8 Financial Assistance Rules

Italian law prohibits financial assistance from a company to a buyer for the latter’s acquisition or subscription of the company’s shares.

This applies to all types of limited liability companies, making it illegal to directly use the target’s assets to finance the acquisition or to secure the loan received by the buyer.

This provision remains in full force after the updating of Italian company law in 2004.

With the 2004 Company Law, merger-based leverage buy-out transactions are legal in Italy, subject to compliance with the Italian Civil Code. This applies to mergers between companies, one of which has incurred debt in order to purchase a controlling stake in the other, if, as a result of the merger, the latter’s assets are an implicit guarantee or source for the repayment of the debt.

Certain formalities apply when implementing a merger between an acquiring company that has incurred debt and the target company.
The merger plan must indicate the sources of funds available to the company after the merger for meeting its obligations.
The directors must show that the surviving company has sufficient funds to repay the acquisition debt and file a business and financial plan giving details of such sources.

9 Due diligence checks

Due diligence verifications in real estate transactions cover various items relating to:

[A] Encumbrances, restrictions on the seller’s freedom of sale – Before purchasing real estate, prospective buyers should conduct an appropriate ownership (cadastral) search to ensure against encumbrances, in particular of mortgages or easements.

[B] Archaeological restrictions – Italy’s Ministry of Culture1 has a pre-emptive right to the sale or transfer of any real estate property in Italy with historical or archeological value or significance.
Perspective purchasers of real estate properties with historical or archeological value or significance must notify the Ministry of any transfer or sale involving such properties. Statutes or contractual provisions may also establish such pre-emptive rights.

[C] Town planning restrictions – Each Italian municipality decides the permitted use of real estate properties under its jurisdiction in keeping with local laws and regulations.

Inter vivos (inherited) property deeds, involving partition of co-owned so-called diritti reali (rights enforceable against third parties), are null without a certificate from the local authorities stating the property’s intended destination. The certificate is mandatory for establishing or transferring any real estate rights, irrespective of type or destination. It must mention the intended destination of the property in accordance with local area regulations. Any subsequent change in the destination or use of the property requires the local authorities’ advance approval. The certificate provides any prospective buyer with information on the terms, conditions and limits applying to the property under sale.

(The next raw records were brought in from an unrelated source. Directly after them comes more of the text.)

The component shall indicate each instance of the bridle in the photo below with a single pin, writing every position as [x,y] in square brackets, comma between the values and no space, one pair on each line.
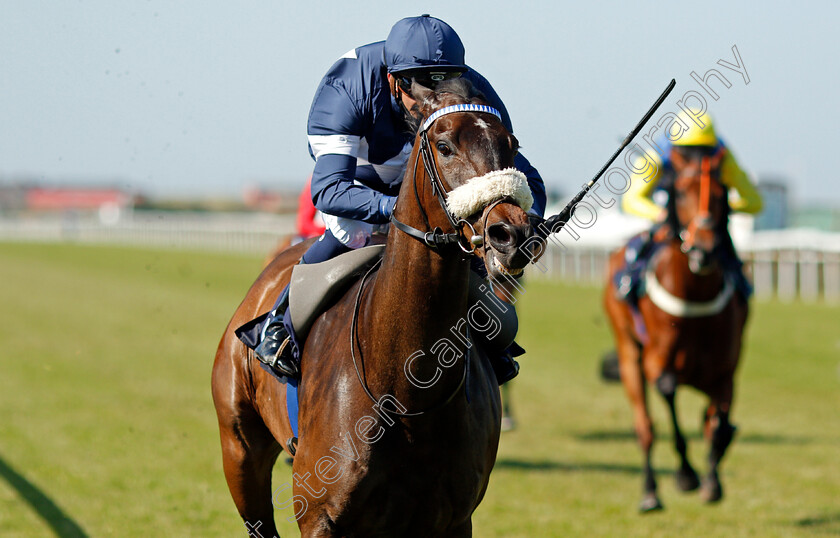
[688,234]
[436,238]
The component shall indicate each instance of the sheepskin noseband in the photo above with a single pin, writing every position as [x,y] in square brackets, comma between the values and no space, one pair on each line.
[479,192]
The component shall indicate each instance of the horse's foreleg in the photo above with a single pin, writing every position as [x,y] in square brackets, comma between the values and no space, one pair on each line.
[721,434]
[634,385]
[686,476]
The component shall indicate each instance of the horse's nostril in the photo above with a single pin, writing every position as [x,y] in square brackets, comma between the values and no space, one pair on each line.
[501,235]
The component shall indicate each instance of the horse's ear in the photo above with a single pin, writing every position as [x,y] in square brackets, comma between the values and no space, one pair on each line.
[425,97]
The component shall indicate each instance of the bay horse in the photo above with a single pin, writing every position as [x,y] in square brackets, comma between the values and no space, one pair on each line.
[391,441]
[692,321]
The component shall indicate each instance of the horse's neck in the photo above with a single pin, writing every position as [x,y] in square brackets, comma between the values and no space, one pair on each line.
[419,297]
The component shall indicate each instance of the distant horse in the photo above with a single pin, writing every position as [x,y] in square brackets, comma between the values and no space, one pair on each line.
[378,455]
[692,320]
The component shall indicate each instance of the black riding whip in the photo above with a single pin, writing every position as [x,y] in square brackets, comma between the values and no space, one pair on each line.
[547,226]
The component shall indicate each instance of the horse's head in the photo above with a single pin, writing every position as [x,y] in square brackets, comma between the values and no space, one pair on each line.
[467,183]
[698,204]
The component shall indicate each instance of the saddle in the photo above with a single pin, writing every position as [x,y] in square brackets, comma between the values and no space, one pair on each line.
[314,288]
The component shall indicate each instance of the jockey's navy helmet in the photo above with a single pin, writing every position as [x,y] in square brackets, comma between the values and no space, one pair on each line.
[424,45]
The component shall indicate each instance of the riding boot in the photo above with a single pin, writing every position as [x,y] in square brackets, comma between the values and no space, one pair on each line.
[276,348]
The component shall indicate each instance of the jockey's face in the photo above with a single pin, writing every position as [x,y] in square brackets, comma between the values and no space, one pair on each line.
[400,94]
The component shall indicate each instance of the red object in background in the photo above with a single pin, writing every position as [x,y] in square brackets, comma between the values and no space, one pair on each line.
[309,221]
[63,199]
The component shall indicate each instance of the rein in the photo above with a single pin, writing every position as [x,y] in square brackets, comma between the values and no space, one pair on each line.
[354,343]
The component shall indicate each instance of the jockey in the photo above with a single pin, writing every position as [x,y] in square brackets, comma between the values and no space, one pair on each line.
[360,136]
[647,198]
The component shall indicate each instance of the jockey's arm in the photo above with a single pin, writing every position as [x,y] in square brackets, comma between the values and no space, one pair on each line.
[334,132]
[748,198]
[638,198]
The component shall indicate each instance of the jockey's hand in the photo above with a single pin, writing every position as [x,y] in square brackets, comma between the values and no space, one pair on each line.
[386,206]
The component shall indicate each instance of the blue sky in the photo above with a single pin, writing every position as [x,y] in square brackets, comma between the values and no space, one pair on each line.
[193,98]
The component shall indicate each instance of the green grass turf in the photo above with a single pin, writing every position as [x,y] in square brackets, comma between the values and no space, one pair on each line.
[108,427]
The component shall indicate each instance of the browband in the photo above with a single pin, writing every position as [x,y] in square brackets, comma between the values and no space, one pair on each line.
[459,108]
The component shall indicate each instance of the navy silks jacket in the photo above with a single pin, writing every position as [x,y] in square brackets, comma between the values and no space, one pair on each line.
[356,132]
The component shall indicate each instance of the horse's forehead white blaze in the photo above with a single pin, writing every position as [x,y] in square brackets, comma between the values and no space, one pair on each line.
[481,124]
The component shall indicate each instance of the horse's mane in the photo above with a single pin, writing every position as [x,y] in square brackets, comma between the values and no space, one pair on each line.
[448,92]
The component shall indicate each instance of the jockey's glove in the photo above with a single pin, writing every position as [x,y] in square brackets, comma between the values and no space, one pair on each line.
[386,206]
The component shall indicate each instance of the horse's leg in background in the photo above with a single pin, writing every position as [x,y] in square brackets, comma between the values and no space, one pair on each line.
[687,479]
[719,432]
[634,384]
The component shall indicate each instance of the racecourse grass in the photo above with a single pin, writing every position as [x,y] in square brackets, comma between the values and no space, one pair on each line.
[108,428]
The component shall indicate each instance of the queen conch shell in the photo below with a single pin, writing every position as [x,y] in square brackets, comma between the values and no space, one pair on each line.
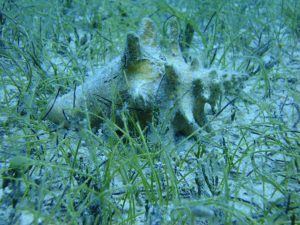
[146,78]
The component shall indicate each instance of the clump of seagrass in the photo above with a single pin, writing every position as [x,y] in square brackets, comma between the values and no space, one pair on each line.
[147,78]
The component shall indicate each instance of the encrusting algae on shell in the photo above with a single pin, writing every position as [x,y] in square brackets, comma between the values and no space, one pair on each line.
[148,78]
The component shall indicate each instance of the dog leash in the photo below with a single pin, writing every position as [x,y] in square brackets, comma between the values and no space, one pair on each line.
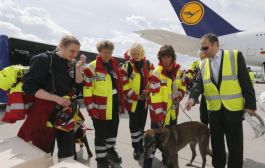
[183,110]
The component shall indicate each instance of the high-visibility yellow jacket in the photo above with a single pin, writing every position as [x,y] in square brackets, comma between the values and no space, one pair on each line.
[97,91]
[18,103]
[163,90]
[252,76]
[132,83]
[230,94]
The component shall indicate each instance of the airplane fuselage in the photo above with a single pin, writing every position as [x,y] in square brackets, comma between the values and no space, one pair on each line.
[251,44]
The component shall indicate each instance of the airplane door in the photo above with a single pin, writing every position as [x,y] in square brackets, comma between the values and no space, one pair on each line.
[251,51]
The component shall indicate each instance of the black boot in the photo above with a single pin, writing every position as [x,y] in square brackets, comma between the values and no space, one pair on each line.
[113,155]
[103,163]
[148,163]
[136,153]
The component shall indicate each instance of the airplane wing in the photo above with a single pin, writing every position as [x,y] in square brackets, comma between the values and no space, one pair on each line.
[182,44]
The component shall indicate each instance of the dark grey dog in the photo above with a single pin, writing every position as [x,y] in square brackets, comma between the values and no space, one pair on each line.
[172,139]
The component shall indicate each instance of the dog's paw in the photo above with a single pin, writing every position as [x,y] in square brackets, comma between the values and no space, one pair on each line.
[189,164]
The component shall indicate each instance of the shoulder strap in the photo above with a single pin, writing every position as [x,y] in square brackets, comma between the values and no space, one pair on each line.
[129,68]
[148,65]
[51,72]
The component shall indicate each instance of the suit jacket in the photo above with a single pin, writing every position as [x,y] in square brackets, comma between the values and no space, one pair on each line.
[246,85]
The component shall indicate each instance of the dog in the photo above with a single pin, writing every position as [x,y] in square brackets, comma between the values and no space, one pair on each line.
[80,138]
[172,139]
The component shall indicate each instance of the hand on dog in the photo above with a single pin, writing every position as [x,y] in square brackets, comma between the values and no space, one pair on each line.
[189,104]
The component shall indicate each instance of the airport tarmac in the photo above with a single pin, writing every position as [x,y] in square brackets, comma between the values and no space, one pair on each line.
[254,149]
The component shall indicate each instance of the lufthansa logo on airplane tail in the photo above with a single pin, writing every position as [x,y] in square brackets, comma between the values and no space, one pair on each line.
[192,13]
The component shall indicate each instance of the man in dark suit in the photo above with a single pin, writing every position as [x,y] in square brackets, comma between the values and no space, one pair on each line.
[226,85]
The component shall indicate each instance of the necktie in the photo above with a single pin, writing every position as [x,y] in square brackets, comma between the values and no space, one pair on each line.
[215,68]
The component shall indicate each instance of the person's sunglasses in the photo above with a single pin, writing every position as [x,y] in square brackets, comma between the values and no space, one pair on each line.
[204,48]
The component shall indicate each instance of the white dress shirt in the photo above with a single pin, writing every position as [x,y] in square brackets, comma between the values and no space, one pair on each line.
[215,64]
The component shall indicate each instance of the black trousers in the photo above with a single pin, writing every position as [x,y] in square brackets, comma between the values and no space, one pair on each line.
[203,111]
[137,124]
[65,143]
[224,122]
[106,132]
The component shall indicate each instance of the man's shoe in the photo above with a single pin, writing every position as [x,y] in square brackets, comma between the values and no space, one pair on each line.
[103,164]
[136,154]
[112,155]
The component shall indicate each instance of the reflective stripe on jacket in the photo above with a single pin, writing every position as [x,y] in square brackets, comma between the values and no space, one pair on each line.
[230,94]
[18,103]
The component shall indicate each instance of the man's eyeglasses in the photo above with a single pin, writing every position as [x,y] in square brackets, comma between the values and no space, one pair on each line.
[204,48]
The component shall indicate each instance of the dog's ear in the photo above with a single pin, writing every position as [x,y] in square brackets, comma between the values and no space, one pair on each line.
[163,136]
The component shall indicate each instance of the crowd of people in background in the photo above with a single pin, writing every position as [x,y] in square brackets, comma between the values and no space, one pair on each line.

[D] Constructions Permits – These are required only for:

[1] Construction of new buildings

[2] Urban restructuring

[3]Restructuring works modifying the structure, size and/or use of a property.

Other real estate works do not require prior authorization if the relevant local authorities receive administrative notice.

[E] Environmental Issues – Italian environmental regulations are for public safety.
Some provisions relate to reclaiming polluted land or facilities. If pollution levels exceed the legal threshold, the owner or occupier of the polluted property or the party responsible for the pollution is liable.
He/she must bear all the costs necessary for reclaiming the area or implementing specific safety measures preventing future pollution. The reclamation process must respect administrative procedures and periodical reviews. Failure to implement the reclamation plan may result in fines and even criminal liability.